The Pentagon Slush Fund

Back in 1959, President Eisenhower and Soviet Premier Khrushchev took a break
from their summit and walked in the woods around Camp David. Khrushchev, in
his memoirs, relates a conversation in which the president complains of how
hard it is to resist the military’s demands for more money. Military leaders,
said Eisenhower, invariably insist the US will fall behind the Soviet Union
unless he gives them the money for this or that weapon system. “They keep
grabbing for more, and I keep giving it to them.” He asked Khrushchev if
that was also the case in the USSR. “It’s just the same,” said
Khrushchev, who went on to describe virtually the same script. “Yes,”
said the president, “that’s what I thought.”

Congress members are very much a part of the military-industrial complex, which
is why someone (Tom Hayden?) long ago suggested that the more accurate term
is MAGIC: the military-academic-governmental-industrial complex.

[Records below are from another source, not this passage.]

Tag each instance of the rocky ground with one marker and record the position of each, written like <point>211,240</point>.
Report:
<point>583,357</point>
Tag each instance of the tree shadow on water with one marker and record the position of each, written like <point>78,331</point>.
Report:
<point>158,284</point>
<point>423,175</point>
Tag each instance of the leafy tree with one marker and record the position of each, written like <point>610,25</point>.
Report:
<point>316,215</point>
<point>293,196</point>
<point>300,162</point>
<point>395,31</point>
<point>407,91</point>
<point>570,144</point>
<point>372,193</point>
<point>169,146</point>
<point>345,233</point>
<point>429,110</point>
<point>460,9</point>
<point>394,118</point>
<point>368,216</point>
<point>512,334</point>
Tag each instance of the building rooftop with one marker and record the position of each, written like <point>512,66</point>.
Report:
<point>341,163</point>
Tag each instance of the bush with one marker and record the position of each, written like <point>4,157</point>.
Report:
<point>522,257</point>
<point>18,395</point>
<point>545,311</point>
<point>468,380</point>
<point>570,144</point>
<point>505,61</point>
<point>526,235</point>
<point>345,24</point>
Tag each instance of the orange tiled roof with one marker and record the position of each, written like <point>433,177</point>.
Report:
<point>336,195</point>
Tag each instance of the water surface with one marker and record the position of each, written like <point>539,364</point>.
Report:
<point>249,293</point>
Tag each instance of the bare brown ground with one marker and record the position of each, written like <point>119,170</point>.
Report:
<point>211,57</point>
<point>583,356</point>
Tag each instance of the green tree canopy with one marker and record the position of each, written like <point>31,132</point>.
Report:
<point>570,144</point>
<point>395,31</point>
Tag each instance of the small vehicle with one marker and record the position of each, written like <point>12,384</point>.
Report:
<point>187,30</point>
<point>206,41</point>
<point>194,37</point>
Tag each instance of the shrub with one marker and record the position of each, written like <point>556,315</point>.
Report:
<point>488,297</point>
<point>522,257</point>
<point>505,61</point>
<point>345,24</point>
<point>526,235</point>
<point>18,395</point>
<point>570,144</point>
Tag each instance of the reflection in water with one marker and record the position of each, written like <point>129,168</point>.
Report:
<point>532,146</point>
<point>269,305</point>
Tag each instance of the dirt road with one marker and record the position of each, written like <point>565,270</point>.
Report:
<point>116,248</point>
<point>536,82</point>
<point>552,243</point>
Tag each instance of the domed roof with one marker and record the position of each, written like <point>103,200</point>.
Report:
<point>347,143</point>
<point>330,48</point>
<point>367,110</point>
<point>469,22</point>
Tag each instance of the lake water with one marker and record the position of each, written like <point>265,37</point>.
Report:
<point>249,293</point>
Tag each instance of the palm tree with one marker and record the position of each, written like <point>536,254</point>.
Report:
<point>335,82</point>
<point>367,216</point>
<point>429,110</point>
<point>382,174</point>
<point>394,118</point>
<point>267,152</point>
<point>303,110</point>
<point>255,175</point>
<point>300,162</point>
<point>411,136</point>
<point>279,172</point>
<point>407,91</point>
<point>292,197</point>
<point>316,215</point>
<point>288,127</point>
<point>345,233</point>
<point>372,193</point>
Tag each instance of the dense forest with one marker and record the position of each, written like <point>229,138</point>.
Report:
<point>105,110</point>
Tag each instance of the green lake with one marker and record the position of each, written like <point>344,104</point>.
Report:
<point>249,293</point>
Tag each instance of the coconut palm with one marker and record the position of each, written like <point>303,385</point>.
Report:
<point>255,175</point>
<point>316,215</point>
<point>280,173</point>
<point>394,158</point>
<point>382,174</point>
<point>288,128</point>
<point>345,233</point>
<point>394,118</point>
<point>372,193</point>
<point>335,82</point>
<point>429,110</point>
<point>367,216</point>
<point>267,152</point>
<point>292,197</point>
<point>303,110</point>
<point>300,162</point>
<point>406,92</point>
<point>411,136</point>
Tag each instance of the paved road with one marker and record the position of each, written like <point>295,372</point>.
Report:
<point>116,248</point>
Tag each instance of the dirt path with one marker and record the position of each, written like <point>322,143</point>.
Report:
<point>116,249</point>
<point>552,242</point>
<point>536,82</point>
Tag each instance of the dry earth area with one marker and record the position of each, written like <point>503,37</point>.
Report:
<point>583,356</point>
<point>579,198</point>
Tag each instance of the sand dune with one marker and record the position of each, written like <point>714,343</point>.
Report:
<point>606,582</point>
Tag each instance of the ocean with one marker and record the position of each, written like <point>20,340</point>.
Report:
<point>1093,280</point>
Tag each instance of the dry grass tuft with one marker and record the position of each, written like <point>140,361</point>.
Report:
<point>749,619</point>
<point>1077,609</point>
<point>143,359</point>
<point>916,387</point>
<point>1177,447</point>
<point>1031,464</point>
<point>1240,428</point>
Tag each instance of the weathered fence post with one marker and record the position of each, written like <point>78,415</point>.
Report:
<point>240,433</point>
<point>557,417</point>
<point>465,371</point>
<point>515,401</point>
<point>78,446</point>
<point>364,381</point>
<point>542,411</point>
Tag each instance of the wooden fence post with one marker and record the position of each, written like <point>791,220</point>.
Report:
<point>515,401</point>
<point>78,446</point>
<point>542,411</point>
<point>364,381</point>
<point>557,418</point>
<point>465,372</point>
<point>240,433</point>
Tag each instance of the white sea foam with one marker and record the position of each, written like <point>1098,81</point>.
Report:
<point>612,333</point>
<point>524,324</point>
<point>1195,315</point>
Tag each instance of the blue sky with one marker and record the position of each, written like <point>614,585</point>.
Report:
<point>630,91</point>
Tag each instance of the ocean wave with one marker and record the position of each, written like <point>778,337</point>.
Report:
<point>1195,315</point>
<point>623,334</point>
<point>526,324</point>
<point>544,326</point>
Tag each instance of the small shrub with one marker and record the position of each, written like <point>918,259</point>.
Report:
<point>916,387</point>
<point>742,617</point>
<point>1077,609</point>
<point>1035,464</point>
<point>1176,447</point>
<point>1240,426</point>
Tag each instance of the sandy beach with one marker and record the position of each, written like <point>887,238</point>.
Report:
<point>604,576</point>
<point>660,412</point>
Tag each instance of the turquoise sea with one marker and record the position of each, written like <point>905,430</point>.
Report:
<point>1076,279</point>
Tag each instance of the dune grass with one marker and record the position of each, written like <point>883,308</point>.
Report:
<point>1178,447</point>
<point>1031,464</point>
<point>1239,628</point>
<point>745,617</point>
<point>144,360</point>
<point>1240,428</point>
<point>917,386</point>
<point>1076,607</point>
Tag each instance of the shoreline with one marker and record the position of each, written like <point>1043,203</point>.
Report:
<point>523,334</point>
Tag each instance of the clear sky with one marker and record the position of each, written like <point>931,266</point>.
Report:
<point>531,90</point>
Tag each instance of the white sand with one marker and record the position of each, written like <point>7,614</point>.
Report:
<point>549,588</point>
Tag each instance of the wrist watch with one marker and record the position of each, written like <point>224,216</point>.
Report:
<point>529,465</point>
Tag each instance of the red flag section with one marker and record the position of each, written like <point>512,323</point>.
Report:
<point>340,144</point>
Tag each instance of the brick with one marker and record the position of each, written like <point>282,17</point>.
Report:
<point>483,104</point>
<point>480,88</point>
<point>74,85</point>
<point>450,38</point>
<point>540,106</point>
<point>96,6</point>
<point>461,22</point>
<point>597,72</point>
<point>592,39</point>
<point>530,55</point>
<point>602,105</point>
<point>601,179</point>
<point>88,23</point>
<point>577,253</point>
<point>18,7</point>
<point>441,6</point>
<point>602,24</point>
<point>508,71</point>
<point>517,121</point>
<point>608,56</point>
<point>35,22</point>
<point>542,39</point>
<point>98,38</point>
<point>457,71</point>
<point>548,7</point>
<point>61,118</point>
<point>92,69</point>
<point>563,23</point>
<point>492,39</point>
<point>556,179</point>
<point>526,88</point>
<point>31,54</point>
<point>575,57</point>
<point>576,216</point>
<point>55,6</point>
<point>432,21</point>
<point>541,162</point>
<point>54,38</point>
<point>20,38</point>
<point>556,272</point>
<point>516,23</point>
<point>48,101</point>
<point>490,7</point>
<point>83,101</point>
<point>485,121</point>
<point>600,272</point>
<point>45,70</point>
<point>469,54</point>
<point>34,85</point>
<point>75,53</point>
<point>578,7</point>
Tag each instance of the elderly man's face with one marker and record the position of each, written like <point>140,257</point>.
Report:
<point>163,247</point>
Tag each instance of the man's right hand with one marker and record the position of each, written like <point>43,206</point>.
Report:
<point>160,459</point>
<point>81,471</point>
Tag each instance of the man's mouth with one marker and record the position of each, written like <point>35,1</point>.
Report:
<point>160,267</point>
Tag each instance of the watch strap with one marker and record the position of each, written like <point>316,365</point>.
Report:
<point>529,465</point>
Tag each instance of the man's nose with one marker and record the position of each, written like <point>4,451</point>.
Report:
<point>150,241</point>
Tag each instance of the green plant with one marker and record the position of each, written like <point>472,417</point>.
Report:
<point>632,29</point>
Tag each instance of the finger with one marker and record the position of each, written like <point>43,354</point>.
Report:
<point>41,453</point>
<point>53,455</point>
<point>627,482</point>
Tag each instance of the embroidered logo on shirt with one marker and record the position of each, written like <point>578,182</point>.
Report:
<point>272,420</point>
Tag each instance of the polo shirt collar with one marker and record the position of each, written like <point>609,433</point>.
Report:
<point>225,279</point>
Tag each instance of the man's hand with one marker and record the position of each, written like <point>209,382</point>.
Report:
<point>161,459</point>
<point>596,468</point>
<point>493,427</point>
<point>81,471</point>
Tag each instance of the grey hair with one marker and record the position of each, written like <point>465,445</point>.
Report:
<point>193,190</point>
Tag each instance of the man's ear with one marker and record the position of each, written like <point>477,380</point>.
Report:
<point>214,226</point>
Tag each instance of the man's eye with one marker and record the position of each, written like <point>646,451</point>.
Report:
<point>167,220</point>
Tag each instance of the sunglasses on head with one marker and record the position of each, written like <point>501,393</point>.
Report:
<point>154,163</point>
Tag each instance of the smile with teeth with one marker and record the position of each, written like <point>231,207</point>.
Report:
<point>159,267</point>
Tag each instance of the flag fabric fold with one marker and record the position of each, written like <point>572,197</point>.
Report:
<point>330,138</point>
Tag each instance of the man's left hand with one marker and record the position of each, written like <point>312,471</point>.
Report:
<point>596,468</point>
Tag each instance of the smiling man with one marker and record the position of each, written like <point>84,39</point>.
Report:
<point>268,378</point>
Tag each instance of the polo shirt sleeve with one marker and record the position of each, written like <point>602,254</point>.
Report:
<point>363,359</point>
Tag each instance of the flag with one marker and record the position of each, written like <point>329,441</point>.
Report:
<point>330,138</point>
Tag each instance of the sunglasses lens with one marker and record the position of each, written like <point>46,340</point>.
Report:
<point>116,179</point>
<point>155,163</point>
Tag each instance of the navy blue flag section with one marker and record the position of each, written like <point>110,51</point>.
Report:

Most people
elected to Congress, and certainly any among them who serve on the armed services
committee of either house, think two things when it comes to national security:
the more weapons produced, the more secure we are; and the more money allocated
to “national defense,” the better. These folks never met a weapons
system they didn’t like. And when, in relatively lean times, they have
to decide between social well-being and the Pentagon’s wish list, well,
they don’t have to think twice.

These days Congress members, mainly on the Republican side, are busy finding
clever ways to hide stuffing the Pentagon’s stocking with strategically
senseless, duplicative, exceedingly expensive weapons and related items. Remember
sequestration in 2013? It was supposed to cap military and other spending in
order to help bring the overall budget back to balance. Clearly, in the minds
of the military-firsters, this effort was never meant to apply to the Pentagon,
as evidenced by the much larger budget hit that social welfare programs took
compared with the military, and by the little publicized Overseas Contingency
Operations fund, which
is not subject to sequestration
. Yes, military spending has gone down over
the last three years (see the chart below); but at over $600 billion (not counting
veterans’ benefits and interest on the national debt from past wars), it’s
around 54 percent of all US government discretionary spending and still close
to 40 percent of global military spending.